É a primeira vez que aparece na obra de Carrero um narrador que está completamente envolvido da história que conta: o formato de confissões faz de Félix um desses personagens que apresenta uma trama ao leitor, mas que falha em ser objetivo e se revela ainda mais nas próprias entrelinhas. O livro é construído através do tema da culpa – fruto das angústia do próprio autor com a vida desregrada que levava – e por um susto: um enfarte do pulmão. Em um sonho logo depois, um amigo veio lhe dizer que teria só 15 dias de vida. A partir daí, tentou escrever uma novela, A dupla face do baralho, que começa com uma frase sintomática: “Eu estou aqui sentado na calçada da minha casa, vestido todo de branco, esperando a morte”. O livro durou mais do que 15 dias para ser feito, claro, mas reflete esse ponto de partida.
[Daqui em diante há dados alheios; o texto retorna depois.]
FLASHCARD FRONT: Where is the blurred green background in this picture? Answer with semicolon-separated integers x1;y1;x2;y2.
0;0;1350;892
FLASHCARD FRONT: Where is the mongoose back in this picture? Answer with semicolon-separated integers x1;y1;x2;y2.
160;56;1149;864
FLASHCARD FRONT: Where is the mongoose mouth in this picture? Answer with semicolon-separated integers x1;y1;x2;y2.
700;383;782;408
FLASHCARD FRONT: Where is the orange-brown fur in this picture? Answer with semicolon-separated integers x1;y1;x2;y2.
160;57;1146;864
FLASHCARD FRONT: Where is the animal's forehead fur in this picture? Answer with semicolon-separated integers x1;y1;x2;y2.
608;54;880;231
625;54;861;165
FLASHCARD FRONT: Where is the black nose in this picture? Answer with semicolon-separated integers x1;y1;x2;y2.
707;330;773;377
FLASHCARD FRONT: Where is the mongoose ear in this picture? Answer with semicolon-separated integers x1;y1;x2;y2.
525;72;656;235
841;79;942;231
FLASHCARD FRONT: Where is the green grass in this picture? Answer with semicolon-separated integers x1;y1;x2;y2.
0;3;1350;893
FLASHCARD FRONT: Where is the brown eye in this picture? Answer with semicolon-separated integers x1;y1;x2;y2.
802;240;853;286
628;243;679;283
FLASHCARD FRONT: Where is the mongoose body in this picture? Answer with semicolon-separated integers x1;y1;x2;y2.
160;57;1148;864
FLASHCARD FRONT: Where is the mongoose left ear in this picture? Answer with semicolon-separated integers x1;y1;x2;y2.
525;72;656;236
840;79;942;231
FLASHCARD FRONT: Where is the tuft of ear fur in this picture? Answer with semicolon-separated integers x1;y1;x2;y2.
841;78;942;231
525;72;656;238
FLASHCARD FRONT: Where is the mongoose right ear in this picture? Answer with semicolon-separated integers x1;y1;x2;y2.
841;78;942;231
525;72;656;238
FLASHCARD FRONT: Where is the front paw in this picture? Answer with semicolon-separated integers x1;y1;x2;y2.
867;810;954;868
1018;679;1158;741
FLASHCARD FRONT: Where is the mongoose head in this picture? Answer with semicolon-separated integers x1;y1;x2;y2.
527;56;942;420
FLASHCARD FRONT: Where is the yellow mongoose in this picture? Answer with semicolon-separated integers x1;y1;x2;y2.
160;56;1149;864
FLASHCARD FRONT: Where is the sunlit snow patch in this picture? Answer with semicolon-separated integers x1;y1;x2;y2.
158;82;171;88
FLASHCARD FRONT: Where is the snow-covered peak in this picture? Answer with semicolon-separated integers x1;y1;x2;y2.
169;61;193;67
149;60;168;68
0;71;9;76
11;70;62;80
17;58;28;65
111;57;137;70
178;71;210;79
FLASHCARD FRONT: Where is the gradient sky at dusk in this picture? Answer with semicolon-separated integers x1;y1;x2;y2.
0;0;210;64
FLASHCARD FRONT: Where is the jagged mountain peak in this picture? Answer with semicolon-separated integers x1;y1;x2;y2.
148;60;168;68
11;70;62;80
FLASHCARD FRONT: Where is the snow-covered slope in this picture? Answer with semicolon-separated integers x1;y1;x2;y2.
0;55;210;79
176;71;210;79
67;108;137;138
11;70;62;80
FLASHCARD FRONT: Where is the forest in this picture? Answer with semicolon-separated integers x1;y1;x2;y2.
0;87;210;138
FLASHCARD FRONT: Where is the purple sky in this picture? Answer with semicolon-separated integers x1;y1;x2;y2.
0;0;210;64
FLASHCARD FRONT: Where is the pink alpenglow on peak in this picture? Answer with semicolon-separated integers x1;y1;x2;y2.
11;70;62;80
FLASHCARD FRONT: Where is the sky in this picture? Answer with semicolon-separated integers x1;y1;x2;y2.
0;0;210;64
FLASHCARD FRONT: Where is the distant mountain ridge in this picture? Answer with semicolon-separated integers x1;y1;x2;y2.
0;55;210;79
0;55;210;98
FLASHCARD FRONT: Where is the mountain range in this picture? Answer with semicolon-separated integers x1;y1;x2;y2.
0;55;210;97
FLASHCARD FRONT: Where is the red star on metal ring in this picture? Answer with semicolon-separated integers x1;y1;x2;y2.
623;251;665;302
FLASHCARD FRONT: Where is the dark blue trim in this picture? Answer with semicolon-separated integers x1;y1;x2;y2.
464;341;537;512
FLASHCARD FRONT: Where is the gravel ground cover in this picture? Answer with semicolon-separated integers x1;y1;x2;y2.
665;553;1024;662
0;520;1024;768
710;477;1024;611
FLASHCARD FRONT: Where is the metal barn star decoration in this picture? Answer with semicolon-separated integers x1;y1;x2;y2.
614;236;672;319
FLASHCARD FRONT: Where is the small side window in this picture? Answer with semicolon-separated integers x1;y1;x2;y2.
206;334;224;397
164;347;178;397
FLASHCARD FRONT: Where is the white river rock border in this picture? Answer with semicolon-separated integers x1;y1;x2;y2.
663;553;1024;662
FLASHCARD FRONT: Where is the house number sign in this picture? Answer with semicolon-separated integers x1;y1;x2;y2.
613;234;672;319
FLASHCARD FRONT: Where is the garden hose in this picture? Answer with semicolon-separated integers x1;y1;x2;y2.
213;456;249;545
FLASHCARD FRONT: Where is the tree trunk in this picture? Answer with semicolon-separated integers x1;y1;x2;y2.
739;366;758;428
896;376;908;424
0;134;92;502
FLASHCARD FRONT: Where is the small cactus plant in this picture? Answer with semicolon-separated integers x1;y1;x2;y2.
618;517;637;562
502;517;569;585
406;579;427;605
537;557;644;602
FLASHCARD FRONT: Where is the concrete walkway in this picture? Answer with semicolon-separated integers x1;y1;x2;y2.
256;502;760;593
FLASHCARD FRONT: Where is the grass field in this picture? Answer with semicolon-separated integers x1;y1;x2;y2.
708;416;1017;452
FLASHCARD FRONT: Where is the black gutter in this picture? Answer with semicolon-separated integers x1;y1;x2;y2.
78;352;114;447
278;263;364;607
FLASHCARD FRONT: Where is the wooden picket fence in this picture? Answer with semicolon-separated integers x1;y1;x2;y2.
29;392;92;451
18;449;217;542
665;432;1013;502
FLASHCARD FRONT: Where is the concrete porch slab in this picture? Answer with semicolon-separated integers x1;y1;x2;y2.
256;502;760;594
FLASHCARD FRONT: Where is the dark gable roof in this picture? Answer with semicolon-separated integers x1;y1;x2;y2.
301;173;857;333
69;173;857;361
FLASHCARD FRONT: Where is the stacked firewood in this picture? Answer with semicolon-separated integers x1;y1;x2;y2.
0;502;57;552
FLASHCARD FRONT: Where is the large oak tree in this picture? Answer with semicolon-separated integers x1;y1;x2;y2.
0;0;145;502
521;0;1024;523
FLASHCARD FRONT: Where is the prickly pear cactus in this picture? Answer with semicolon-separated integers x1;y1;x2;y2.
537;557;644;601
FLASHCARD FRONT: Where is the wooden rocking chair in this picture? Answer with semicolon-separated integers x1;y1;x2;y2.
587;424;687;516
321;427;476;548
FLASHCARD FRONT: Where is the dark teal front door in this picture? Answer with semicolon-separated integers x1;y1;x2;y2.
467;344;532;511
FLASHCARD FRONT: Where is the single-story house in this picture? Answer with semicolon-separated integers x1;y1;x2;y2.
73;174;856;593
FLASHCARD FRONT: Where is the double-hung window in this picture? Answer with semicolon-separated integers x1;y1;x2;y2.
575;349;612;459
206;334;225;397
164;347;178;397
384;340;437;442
Para o crítico literário Rafael Monteiro, que estudou a loucura nas obras de Carrero na sua dissertação de mestrado, A dupla face do baralho é um livro importante para se entender a trajetória do escritor. “É um dos últimos momentos em que Salgueiro está em foco na sua literatura. Aqui, Carrero já escreve como um nome respaldado, com quase dez anos de carreira”, comenta o pesquisador. Outra singularidade está explícita já no título: é a primeira vez que o autor trabalha a questão da duplicidade nos seus personagens.
“Félix Gurgel é um homem que resgata sua vida. Ele teve a oportunidade de fazer e acontecer, foi cruel até. Só tem a possibilidade de se humanizar quando conhece Camilo, filho de uma mulher que se torna sua amante, que é meio ‘amalucado’ e foi até vítima de Gurgel. É quando ele chega a se arrepender”, descreve Rafael. Para ele, o foco do livro é o poder e os desmandos que surgem com ele.
INICIAL
A dupla face do baralho ainda se localiza numa fase mais armorial da literatura de Carrero – ainda que o autor faça questão de lembrar que nunca abandonou o movimento criado por Ariano Suassuna. “As pessoas confundem o regionalismo com o armorial, mas é muito diferente. O regionalismo é conteudistas, passa muito pela sociologia. O armorial busca se ligar à estética, pretende a criação de uma obra artística de alto nível a partir de fontes populares de todos os lugares do País”, conta o escritor de Salgueiro.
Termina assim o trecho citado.